Cisco’s Conroy pointed to the value of traceability and data, as well. “The supplier has numbers and history, but they have no idea what’s happening with yield. In the future, suppliers might have to use machine learning for this. They don’t need to necessarily ship back parts if they have good enough data.”
Yield is a particularly critical subject when it comes to 2.5D, because losing one of these packages involves the cost of all of the chips involved. ASE’s Cheung said yield for chips that will be used in an advanced package needs to be at least 99.8%. “You need a methodology to screen out process defects at the edge or center of the wafer, which is the structural test,” he said. “When it goes to the OSATs, we need to know how to characterize it, how to do spin lock and corner lock. We need to be able to screen out process defects so that silicon will work in all corners.”
Conclusion
System-level test is happening today in a somewhat ad hoc way today. Companies are making use of the tools that are available to them and crafting methodologies that can help improve quality and reliability.
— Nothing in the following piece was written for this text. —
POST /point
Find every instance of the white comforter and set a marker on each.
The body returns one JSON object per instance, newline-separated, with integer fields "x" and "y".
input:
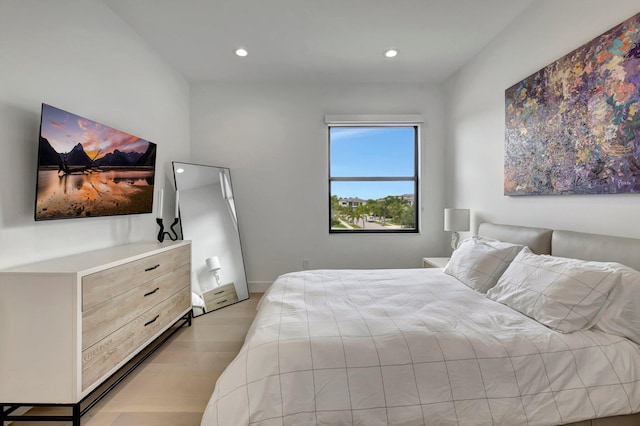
{"x": 414, "y": 347}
“We made a shift on high Vt because we couldn’t catch all of the problems,” said Nvidia’s Nishizaki. “Now if we have high Vt, we increase the level of characterization. Our characterization has increased almost four times in the past couple of years with the move to 16nm.”
System-level test is just beginning to gain attention in the market. How this ultimately looks or is defined remains to be seen, but test equipment makers and EDA vendors are just beginning to take a serious look at how this approach can be streamlined, improved, and where it can be applied. But almost everyone agrees that at advanced nodes, within new markets, and with advanced packaging, test is going to look very different than it did in the past.